There is a long and interesting profile of Janet Yellen, the head of the Federal Reserve, in the latest issue of the New Yorker. As you might expect from this longstanding voice of the liberal New York elite, it paints her in a sympathetic light, and usefully draws attention to how and where her views about the role of economics and the central bank were formed. Here is a short extract, in which the author picks up on the fact that her first official public appearance after succeeding Ben Bernanke in the job was carefully chosen to send a message about her priorities:
She had gone to Chicago a few weeks earlier to speak at a conference for neighbourhood revitalisation organisations – not the venue a new Fed chair wouuld ordinarily choose for a maiden speech. Yellen was sending a signal. As she put it that day “Although we work through financial markets, our goal is to help Main Street, not Wall Street”. More than five years after the financial crisis, historically high numbers of Americans are still out of the labor force, working part time when they’d rather be full time, or unemployed for more than six months. Yellen spoke mainly about unemployment, and told the stories of three blue-collar Chiacagoans, two black, one white, who had lost their jobs in the recession. Her staff had found these people for her, and she had spoken to them on the phone before her speech. Two of the three – from Chicago’s desperately poor West Side – had criminal records.
The point, she explained to the New Yorker’s correspondent, was to “emphasise that unemployment is part of our mission……I was trying to explain that we’re doing this to help American families who are struggling in the aftermath of the Great Recession”. The article goes on to describe at length how “economic misfortune for ordinary people has been on Yellen’s mind for most of her life”. It traces her career as an economist, and how she came to believe in the power of governments to do good. In her words: “I come from an intellectual tradition where public policy is important, it can make a positive contribution, it’s our social obligation to do this. We can halp to make the world a better place”.
Later still she talks about the headwinds still facing the reviving American economy and has this unequivocal conclusion: “Even when the headwinds have diminished to the point where the economy is finally back on track and it’s where we want it to be, it’s still going to require an unusually accommodative monetary policy”. There really could not be any clearer statement that if Yellen has her way, the Fed is going to stick to its low interest rate policy for as long as possible, with reducing unemployment further having the highest priority. Of course she has to carry other, much more hawkish members of the Federal Reserve’s Open Market Committee with her, but her personal priorities could not be clearer.
The issue of course, with the Federal Reserve, as with policymakers and governments in general, is that success and failure are ultimately determined not by the quality of your intentions, but by the outcomes that your policies produce. Six years on from the collapse of Lehman Brothers, the Fed’s unprecedented programme of monetary stimulus has done more to create wealth for the already wealthy than it has to generate a return to higher levels of economic growth. The country’s debt burden continues to rise, while the biggest banks remain “too big to fail”, making a repeat of 2008 all too possible.

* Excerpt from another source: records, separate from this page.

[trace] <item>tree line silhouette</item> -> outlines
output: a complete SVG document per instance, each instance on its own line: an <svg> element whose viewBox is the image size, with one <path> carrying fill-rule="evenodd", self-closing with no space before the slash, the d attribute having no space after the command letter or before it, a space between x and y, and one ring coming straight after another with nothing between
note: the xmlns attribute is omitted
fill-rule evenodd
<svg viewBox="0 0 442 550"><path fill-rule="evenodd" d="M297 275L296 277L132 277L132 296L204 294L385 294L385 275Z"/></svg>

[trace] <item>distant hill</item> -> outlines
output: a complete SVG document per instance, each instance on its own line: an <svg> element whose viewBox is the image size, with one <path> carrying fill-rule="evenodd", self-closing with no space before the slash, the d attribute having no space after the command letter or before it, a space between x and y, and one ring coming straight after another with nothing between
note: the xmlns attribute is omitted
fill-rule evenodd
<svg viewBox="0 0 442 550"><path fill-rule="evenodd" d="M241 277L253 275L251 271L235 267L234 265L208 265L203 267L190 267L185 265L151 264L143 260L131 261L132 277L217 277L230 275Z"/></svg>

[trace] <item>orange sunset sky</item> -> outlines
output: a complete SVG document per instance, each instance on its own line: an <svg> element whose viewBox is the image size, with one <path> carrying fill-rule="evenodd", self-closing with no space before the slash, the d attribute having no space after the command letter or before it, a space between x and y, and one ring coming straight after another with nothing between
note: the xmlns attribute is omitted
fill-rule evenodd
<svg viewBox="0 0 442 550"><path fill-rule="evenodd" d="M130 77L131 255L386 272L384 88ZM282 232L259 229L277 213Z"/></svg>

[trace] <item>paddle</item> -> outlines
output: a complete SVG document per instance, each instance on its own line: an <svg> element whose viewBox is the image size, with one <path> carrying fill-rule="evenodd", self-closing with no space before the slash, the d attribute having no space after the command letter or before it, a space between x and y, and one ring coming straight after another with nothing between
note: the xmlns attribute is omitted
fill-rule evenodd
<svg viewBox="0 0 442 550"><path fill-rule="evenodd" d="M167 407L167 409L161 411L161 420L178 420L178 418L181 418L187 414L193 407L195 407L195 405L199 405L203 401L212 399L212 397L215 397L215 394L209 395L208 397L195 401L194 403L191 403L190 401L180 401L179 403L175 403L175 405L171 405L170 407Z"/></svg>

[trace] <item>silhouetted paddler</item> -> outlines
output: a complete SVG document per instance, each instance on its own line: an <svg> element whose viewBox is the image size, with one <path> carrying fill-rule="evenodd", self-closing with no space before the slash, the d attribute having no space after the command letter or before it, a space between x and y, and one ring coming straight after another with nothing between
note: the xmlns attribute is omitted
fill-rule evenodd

Is all this really working to the advantage of Main Street rather than Wall Street? While it is refreshing to have the conscience of a liberal wielding so much influence in the most important institution in Washington, the dangers of letting go of the traditional tools of monetary policy in favour of a sincere but highly personal set of social imperatives are also high and mounting. We can’t say we haven’t been given fair warning of what may now lie ahead if the policy turns out to be too weak for the common good.